Hip replacement, or arthroplasty, is a surgical procedure in which the diseased parts of the hip joint are removed and replaced with new, artificial parts. These artificial parts are called the prosthesis. The goals of hip replacement surgery include increasing mobility, improving the function of the hip joint, and relieving pain .The hip joint is located where the upper end of the femur, or thigh bone, meets the pelvis, or hip bone. A ball at the end of the femur, called the femoral head, fits in a socket (the acetabulum) in the pelvis to allow a wide range of motion.
People with hip joint damage that causes pain and interferes with daily activities despite treatment may be candidates for hip replacement surgery. Osteoarthritis is the most common cause of this type of damage. However, other conditions, such as
1) Rheumatoid arthritis (a chronic inflammatory disease that causes joint pain, stiffness, and swelling)
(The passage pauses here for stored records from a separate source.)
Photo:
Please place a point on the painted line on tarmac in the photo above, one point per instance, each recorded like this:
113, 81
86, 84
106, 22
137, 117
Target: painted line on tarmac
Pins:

2) Oteonecrosis (or avascular necrosis, which is the death of bone caused by insufficient blood supply)
3) Injury,Fracture, also may lead to breakdown of the hip joint and the need for hip replacement surgery.
4) Bone tumors is a neoplastic growth of tissue in bone. Abnormal growths found in the bone can be either benign (noncancerous) or malignant (cancerous).
In the past, doctors reserved hip replacement surgery primarily for people over 60 years of age. The thinking was that older people typically are less active and put less stress on the artificial hip than do younger people. In more recent years, however, doctors have found that hip replacement surgery can be very successful in younger people as well. New technology has improved the artificial parts, allowing them to withstand more stress and strain and last longer.
The hip joint is located where the upper end of the femur, or thigh bone, meets the pelvis, or hip bone. A ball at the end of the femur, called the femoral head, fits in a socket (the acetabulum) in the pelvis to allow a wide range of motion. In recent years, some surgeons have begun performing what is called a minimally invasive, or mini-incision, hip replacement, which requires smaller incisions and a shorter recovery time than traditional hip replacement. Candidates for this type of surgery are usually age 50 or younger, of normal weight based on body mass index and healthier than candidates for traditional surgery. Joint resurfacing is also being used.
Regardless of whether you have traditional or minimally invasive surgery, the parts used to replace the joint are the same and come in two general varieties: cemented and uncemented.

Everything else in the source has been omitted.